Automate accessibility audits with axe-core and Playwright
Write Playwright tests that inject axe-core into each page, run a full accessibility analysis, assert there are no critical or serious violations, and output a readable violation report on failure. Integrate the check as a first-class test alongside your existing functional tests.
Why this matters
Manual accessibility audits are slow and inconsistent. axe-core running in Playwright catches 30-40% of WCAG issues automatically, runs in milliseconds, and produces machine-readable results that can block a PR. Adding accessibility checks to CI is the single highest-leverage accessibility practice a team can adopt; it prevents new violations from merging from the day it is set up.
Before you start
- Node.js with @playwright/test and @axe-core/playwright installed
- A web application to test
- Basic Playwright test writing experience
Step-by-step guide
- 1
Install and run a basic analysis
Run npm install @axe-core/playwright. Import AxeBuilder from @axe-core/playwright in your test file. Run const results = await new AxeBuilder({ page }).analyze(). Print results.violations.length. On a typical production site, expect 5-20 violations.
- 2
Write the assertion
Add expect(results.violations).toHaveLength(0). Run the test. It will probably fail; that is expected. The goal is to understand what you are asserting before deciding how to handle existing violations.
- 3
Read the violation output
For each violation, axe reports: id (the rule), impact (critical/serious/moderate/minor), help (plain-English description), and nodes (the failing elements). Print the violations array as JSON and read the first 3 carefully. Map each to a WCAG criterion.
- 4
Scope the assertion to critical and serious
Update the assertion to filter: const critical = results.violations.filter(v => v.impact === 'critical' || v.impact === 'serious').
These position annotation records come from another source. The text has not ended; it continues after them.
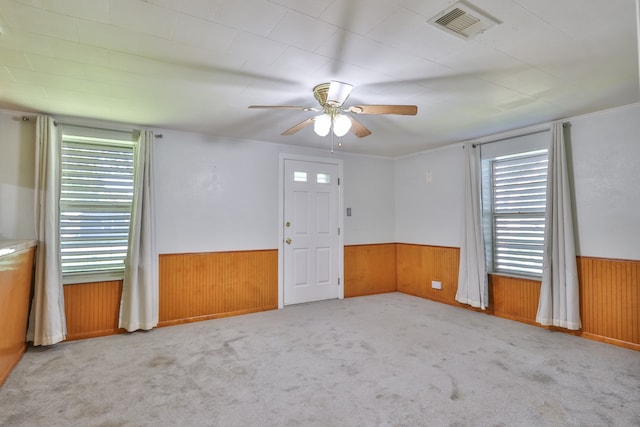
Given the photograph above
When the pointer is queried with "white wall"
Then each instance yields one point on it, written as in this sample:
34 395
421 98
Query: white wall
218 194
17 157
369 185
428 208
604 149
605 152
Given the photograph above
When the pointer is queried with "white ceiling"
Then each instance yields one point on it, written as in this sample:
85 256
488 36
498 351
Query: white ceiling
197 64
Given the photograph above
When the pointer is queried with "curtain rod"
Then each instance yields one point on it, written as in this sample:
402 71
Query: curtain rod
56 122
477 144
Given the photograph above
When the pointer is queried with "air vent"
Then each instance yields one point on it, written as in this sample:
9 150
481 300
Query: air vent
463 20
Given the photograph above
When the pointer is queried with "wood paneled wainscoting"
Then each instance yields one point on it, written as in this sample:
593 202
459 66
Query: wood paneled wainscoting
369 269
209 285
609 291
16 273
419 265
92 309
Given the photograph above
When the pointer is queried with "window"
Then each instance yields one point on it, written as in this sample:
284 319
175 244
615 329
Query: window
518 200
299 176
323 178
514 185
96 195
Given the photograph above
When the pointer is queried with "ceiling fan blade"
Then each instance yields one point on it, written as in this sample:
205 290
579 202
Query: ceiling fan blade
297 127
284 107
358 128
338 93
407 110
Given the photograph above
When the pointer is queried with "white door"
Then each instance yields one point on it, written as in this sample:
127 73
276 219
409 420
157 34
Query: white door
311 231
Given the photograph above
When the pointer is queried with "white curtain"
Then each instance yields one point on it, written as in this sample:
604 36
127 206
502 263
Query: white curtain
559 303
139 303
472 273
47 322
Assert that critical has length 0. This is the pragmatic starting point; fix blocking issues first, track moderate issues separately.
- 5
Add a custom reporter
On test failure, format violations as a readable table: violation id, impact, affected element count, help URL. Write it to a file and attach it as a Playwright test attachment with testInfo.attach(). The readable report is what the developer gets when CI fails; make it actionable.
- 6
Run across all pages
Add the axe check to the beforeEach of your existing test suite, or write a dedicated accessibility spec that visits all key pages. Track the violation count per page over time. The goal is not zero violations on day one; the goal is no new violations per PR.